嘘つきがいっぱい

 声が終わると同時に体がなにかに押された。まばゆい光に包まれて目を開けていられなくなる。その後、すぐに猛烈な浮遊感に襲われた……と思ったのに、次の瞬間には二本の足でしっかり立っていると自覚した。


「……んん」


 目を開けると、真っ赤な光に視界が霞んだ。それにもすぐに慣れ、周囲の様子がはっきりとしてくる。


「ここ! あの神社じゃない?」


 りんの声が境内に響き渡る。彼女の言った通り、今、奏平たちが立っている場所は、紅葉高等学校の裏山にある、古ぼけた小さな神社だった。真っ赤でぼろぼろの鳥居がすごく不気味で、普段は誰も近づかない。


 高校二年の一学期の中間テスト終了後。


 テスト期間中の緊張感から解放されてテンションの上がった奏平たちは、神凌町に古くから伝わる噂話を検証することにした。


 午後四時四十四分に五人でこの鳥居をくぐり、境内に向かって十三歩進む。それから髪の毛を一本抜いて自分の影の中に置き、目を閉じて、心の中で自分が叶えたいことを唱える。すると、次に目を開けた時にはその願いが叶っている、というものだ。織田信長や坂本龍馬、芥川龍之介もこの神社で願ったおかげで、あれだけ有名になれたと言われている。


 まあ、この話は地方に伝わる眉唾物の噂話の一つでしかない。実際に、何人もの人がその方法を使って願いを叶えようとしたのだが、叶えることはできなかった。

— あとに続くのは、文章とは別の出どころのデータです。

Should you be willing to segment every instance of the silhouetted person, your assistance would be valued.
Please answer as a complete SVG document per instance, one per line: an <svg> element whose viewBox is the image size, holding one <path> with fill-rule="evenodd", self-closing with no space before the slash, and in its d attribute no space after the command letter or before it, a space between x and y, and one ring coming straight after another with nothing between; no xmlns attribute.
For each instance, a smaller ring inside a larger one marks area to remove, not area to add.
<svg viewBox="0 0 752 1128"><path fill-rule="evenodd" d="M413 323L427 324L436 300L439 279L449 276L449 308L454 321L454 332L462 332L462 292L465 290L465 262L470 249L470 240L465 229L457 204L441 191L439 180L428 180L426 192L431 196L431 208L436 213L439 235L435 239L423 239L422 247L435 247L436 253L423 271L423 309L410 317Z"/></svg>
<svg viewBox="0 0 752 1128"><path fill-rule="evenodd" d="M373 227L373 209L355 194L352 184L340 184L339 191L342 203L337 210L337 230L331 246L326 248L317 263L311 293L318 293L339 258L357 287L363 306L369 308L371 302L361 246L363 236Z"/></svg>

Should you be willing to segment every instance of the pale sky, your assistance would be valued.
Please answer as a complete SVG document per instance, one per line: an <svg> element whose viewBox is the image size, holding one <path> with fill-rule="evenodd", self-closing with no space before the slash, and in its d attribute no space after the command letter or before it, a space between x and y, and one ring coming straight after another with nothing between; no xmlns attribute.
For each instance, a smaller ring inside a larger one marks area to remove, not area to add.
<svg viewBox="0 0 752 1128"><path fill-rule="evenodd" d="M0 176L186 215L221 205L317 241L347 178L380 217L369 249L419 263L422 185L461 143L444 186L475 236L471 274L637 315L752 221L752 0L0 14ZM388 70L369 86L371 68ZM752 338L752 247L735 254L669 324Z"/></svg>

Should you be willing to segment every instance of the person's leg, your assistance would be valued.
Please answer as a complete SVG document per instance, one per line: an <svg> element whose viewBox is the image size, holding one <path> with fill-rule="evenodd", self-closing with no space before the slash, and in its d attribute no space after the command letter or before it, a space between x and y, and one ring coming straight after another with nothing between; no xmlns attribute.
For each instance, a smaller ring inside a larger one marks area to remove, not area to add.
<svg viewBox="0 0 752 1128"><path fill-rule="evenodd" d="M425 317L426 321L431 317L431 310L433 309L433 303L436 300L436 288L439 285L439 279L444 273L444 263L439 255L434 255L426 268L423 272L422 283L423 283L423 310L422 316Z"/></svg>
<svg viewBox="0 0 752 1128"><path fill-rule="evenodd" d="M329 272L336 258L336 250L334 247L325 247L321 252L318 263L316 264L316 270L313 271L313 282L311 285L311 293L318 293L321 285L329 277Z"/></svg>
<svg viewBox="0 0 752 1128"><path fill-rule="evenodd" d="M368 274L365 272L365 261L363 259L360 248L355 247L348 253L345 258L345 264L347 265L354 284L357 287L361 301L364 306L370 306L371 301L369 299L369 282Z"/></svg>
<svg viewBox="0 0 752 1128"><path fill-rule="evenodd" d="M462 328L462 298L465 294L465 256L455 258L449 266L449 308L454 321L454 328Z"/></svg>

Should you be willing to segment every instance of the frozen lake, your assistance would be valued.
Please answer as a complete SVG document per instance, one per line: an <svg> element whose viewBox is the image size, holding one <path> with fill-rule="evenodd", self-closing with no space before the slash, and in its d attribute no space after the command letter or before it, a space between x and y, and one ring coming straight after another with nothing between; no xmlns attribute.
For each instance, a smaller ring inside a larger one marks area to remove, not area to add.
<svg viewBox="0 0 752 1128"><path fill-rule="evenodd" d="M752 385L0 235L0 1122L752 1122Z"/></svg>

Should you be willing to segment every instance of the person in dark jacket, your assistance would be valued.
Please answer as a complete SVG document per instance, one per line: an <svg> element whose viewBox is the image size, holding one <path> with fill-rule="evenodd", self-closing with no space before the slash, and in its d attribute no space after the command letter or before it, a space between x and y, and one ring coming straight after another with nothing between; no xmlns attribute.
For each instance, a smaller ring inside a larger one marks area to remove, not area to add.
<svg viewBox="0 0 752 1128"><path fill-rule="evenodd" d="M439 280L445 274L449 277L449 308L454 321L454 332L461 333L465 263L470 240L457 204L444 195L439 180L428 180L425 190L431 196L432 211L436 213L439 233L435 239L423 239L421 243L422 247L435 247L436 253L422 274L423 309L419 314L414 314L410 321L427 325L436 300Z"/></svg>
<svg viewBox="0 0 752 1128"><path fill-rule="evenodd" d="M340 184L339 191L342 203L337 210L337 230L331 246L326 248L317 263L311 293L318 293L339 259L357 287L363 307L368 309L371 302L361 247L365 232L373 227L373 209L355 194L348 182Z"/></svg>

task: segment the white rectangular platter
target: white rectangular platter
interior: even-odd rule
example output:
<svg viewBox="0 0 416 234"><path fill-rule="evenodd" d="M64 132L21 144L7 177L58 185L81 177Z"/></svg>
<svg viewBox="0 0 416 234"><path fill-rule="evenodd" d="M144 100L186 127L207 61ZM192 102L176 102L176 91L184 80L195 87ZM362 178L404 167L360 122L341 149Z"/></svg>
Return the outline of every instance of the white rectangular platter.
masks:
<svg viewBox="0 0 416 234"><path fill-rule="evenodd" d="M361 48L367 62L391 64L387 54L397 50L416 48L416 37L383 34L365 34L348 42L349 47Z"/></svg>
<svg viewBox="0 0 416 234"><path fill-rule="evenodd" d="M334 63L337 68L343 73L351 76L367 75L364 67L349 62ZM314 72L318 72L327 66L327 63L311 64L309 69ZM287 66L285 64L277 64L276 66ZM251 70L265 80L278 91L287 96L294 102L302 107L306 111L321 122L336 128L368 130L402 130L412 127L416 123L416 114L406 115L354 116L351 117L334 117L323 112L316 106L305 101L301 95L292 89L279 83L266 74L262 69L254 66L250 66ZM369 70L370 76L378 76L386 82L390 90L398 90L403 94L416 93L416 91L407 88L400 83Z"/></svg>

 奏平たちだって、その後ファミレスで駄弁るためのネタくらいにしか思っていなかったが、異空間に飛ばされて女神様と会い、


「もし五人ともが異世界を救えなかった場合、異世界の記憶は、現世に戻った瞬間に綺麗さっぱりなくなります。時間も進んでいないのでご安心ください」


 と説明を受けたため、大体の事情を察することになった。


 叶えられなかった人は、異世界を救えなかったから覚えていないだけなのだ、と。


「俺たち、ついに帰ってきたのか」


 寛治の力ない声が空中を漂ったあと、静かに夕闇に溶けていく。長く伸びた鳥居の影がやけに不気味だ。奏平は寛治の言葉に続こうと思っていたのだが、非現実の連続で頭がパンクして、なにも言葉が浮かんでこなかった。


「なぁ? みんな」


 利光が嫌な沈黙を打ち破る。


「俺さ、金持ちになりたいって願ったから【強奪ごうだつ】って能力もらったんだけど、これじゃあお金は奪えても、ただの泥棒だよな。ははは」

「俺は【導師どうし】って能力だった」


 今度は寛治が自分の得た能力名を明かした。


「達成したい目標を願えば、それを叶えるための道筋を教えてくれるって能力」

「私はね【移動いどう】だった」


 奈々も続く。


「好きなところに一瞬で行けちゃう能力」

「いいなそれ! じゃあ宇宙とかにも一瞬で行けちゃうってこと?」


 テンションマックスになった利光の頭を、りんが思い切りはたく。


「バカなの? 宇宙服もなしにそんなとこ行ったらただ死ぬだけでしょ?」

「じゃあ買えばよくね?」

「だからほんとにバカなの? 宇宙服っていくらするか知ってる?」

「……十万くらい?」

「億越えよ、億越え」


 平然とりんが告げると、利光は目をこれでもかってほど見開いた。


「ひえー。マジで?」

「マジマジ」

「あんなクソださな服。俺だったら無料でもらっても絶対着ないね」

「そもそもあんたが宇宙服を着る権利を持つ日なんて絶対こないから!」

「なんで?」

「バカだからよ」


 りんがまた利光の頭をバシッとはたく。その軽快な音が重苦しかった空気を一気に弛緩させた。利光とりんのいつものやりとりが、元の世界に戻ってきたんだという安堵感につながったのだ。


 しかし、奏平は気づいている。


 利光も、寛治も、奈々もこれまでの会話の中で〝嘘をついている〟と。


 実は、奏平は女神様と会話に違和感を覚えたときから、家にいるときのように集中していた。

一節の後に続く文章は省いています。